Canard aux oranges sanguines
Hind
par

J’avais quitté le pays des orangers pour le pays des pommiers.

Mais l’orange restée gravée en moi, comme une cicatrice ancienne et secrète.

Il y avait le lyrisme  d’Eluard et cette étrange  terre bleue comme une orange, métaphore singulière grâce à laquelle j’ai rencontré la licence poétique

Il y avait aussi les aventures tragi-comiques de Zézé , le petit garçon brésilien de « Mon bel oranger »  avec qui j’avais ri et pleuré sans retenue. Un récit de la misère au quotidien qui m’avait presque fait oublier les malheurs de Cosette, dévoré à la même époque. Et jusque-là rien n’avait surpassé mes pleurs lors de la lecture des misérables d’Hugo.(Même pas la découverte dramatique du caractère fini de la série des Astérix)

Il y avait les orangers amers des rues du vieux Rabat, ployant sous les fruits et saturant l’air d’un parfum de bigarade entêtant.

Il y avait les fleurs d’orangers qui flottaient languides dans les théières des après-midi paresseuses. Et puis l’eau de fleur d’oranger, partout, tout le temps : elle s’immisçait dans les aspersoirs d’argents, dans les gâteaux de fêtes, dans les savons du hammam.

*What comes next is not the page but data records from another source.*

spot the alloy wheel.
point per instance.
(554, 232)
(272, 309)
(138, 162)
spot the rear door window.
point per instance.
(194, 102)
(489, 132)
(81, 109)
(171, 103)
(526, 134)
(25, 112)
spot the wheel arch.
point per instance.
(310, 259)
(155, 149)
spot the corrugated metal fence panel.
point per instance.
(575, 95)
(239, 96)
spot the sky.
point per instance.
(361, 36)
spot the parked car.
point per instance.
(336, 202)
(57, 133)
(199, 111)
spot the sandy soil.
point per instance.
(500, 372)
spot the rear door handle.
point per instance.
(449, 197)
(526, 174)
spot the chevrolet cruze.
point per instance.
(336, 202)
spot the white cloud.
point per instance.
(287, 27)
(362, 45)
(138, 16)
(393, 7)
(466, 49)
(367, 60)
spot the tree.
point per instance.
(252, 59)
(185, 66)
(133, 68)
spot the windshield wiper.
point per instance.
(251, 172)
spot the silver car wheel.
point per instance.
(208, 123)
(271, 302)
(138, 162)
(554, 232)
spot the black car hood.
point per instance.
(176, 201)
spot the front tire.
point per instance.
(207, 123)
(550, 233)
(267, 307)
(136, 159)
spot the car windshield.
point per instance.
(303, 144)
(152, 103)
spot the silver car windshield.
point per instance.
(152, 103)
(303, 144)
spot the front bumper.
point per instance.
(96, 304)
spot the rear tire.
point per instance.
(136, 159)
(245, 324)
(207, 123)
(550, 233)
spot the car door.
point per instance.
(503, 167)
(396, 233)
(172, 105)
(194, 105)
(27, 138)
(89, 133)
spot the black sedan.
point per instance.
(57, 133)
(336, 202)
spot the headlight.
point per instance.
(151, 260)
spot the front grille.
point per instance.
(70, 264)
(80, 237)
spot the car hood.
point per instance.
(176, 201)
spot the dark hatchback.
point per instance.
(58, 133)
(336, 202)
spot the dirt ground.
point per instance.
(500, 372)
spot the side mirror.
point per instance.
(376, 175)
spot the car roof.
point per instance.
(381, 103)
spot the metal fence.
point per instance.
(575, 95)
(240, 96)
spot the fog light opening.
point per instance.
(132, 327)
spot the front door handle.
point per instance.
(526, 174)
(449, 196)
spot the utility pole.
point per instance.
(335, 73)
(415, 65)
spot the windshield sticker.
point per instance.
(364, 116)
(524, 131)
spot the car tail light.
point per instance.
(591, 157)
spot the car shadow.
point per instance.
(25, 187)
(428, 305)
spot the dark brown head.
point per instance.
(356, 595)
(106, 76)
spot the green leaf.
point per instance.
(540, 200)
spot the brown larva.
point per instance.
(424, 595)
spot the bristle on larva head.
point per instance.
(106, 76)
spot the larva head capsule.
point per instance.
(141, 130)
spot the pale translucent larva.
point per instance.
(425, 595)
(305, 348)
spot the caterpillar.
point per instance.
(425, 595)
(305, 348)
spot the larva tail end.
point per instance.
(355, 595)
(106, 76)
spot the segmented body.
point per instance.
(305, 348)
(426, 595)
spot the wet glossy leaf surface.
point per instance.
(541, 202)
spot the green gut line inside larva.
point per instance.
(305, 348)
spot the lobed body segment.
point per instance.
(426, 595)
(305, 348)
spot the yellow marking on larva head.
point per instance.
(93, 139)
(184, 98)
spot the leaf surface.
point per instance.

Et puis aussi  cette énigme linguistique de la langue arabe : j’ai mis longtemps à comprendre  pourquoi l’orange amère se disait « naranj » en arabe_ l’ancêtre étymologique du terme orange dans plusieurs langues_ tandis que l’orange tout court se nommait Bortoqal, terme proche du pays presque éponyme, le Portugal. L’explication était simple : l’orange, originaire de chine, a connu deux destins de propagation dans le reste du monde. C’est d’abord le bigaradier, l’orange amère, qui gambade hors d’Asie : transmise par les perses aux arabes , ces derniers  sèment la bigarade partout en méditerranée au rythme de leur conquêtes vers le XIème siècle.Le fruit porte alors le nom de naranj, vocable  issu du sanskrit. Il devient aurantium en latin, naranja en espagnol, arancia en italien et orange en Français.

Mais ce sont les portugais qui vers 1520 se chargeront de disséminer gaiement l’orange douce, rapportée de leurs expéditions dans l’ile de Ceylan. Grace à un travail de sélection féroce, l’orange portugaise se taille une renommée  remarquable dans toute l’Europe, éclipsant peu à peu le bigaradier. D’où le terme « bortoqal » encore usité dans la langue arabe pour désigner cette variante lusitanienne.

J’avais quitté le pays des orangers mais l’orange était dans mon cœur et accessoirement dans la cocotte aujourd’hui pour un canard à l’orange à ma façon. Sur une base de sauce dite bigarade assez classique, voici donc ma version simplifiée qui utilise des cuisses de canard et des oranges sanguines. Le plus dur est de ne pas laper la sauce à même la cocotte : ce mariage traditionnel a fait ses preuves !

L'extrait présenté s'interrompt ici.